On July 9, 1996, in a country lane in Kent, Lin Russell, aged forty-five, and her two daughters, six-year-old Megan and nine-year-old Josie, were tied up and savagely beaten with a hammer. Lin and Megan were killed but, despite appalling head injuries, Josie survived and went on to make a full recovery. Josie's recovery and the way she and her father, Shaun Russell, coped with the aftermath of the tragedy were the subject of a BBC documentary. Father and daughter had by then moved to the Nantlle Valley in Gwynedd [1]

On 21 December 2006, a High Court judge decided that Stone should spent at least 25 years in prison before being considered for parole. This means that he is likely to remain behind bars until at least 2023 and the age of 63.[2]

[edit] Trial and legal discussion

The crime received a great deal of publicity and in July 1997 police arrested and charged thirty-seven-year-old Michael Stone with the crimes. He pleaded not guilty at his original trial in 1998 but was convicted and sentenced to life. The Court of Appeal later ordered a retrial after a key prosecution witness went back on his evidence, but he was convicted a second time in 2001. His lawyers once again argued that his trial was not fair, this time because of the way the trial judge had summed-up the case. Stone lost, and his life imprisonment term stands.

Michael Stone's conviction is still held by some to be a miscarriage of justice [3] as most of the evidence against him came from a fellow prisoner who claimed that Stone had confessed to the crimes. The prisoner who provided the evidence, Damien Daley, was described in court as a "career criminal", and there was no forensic evidence linking Stone to the crime. However, Nigel Sweeney QC for the Crown, said that at the trial Daley had accepted "he was an individual who would lie when it suited him" and had nothing to gain by lying about Stone.
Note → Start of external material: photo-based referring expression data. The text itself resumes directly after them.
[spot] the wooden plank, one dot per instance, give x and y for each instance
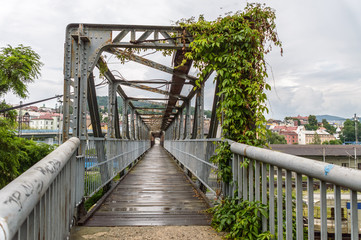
(155, 192)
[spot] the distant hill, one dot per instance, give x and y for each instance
(329, 118)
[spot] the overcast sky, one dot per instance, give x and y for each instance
(319, 73)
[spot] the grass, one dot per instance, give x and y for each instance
(93, 199)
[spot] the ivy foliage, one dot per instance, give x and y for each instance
(16, 154)
(18, 66)
(241, 219)
(234, 47)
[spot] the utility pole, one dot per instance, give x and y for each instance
(59, 122)
(355, 118)
(20, 120)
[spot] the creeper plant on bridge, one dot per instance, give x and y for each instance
(234, 47)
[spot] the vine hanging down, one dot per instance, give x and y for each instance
(234, 47)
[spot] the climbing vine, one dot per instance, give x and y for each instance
(234, 47)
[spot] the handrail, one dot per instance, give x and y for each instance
(20, 197)
(286, 184)
(341, 176)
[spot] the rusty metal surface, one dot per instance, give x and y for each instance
(156, 192)
(177, 87)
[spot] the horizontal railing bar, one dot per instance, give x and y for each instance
(111, 159)
(197, 158)
(341, 176)
(19, 198)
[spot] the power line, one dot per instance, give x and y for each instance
(27, 104)
(42, 100)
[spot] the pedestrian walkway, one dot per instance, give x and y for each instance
(155, 192)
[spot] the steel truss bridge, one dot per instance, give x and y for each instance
(47, 200)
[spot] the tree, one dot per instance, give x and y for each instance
(18, 66)
(275, 138)
(316, 139)
(330, 129)
(312, 123)
(332, 142)
(348, 131)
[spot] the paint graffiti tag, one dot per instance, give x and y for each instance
(28, 188)
(50, 167)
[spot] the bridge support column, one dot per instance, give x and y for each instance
(132, 131)
(137, 127)
(187, 120)
(176, 120)
(125, 126)
(181, 124)
(111, 110)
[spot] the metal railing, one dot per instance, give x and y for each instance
(104, 159)
(195, 155)
(40, 203)
(274, 178)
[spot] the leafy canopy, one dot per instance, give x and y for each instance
(18, 66)
(234, 47)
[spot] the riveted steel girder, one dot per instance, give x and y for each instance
(84, 45)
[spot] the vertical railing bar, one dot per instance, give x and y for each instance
(41, 217)
(354, 216)
(288, 204)
(251, 180)
(245, 179)
(264, 194)
(257, 181)
(240, 175)
(323, 210)
(271, 200)
(57, 210)
(337, 209)
(310, 208)
(234, 174)
(279, 204)
(299, 207)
It was later determined that Stone had previous convictions and had been diagnosed as a psychopath, and in the light of his conviction the Labour government suggested a plan to incarcerate those diagnosed as psychopaths without their having committed a crime. As English law stands at the moment, those with personality disorders cannot be held against their will if they have not committed a crime, unlike those with a mental illness; the basis for this is that personality disorders are not regarded as treatable. This proposal was later dropped as many people were wary of a plan to lock up people without their having committed a crime, particularly as a diagnosis of personality disorder can often be quite subjective.

[edit] Report

A report in to the murders for which Stone was convicted has made a number of criticisms of his care, including a failure to share information between agencies.[4]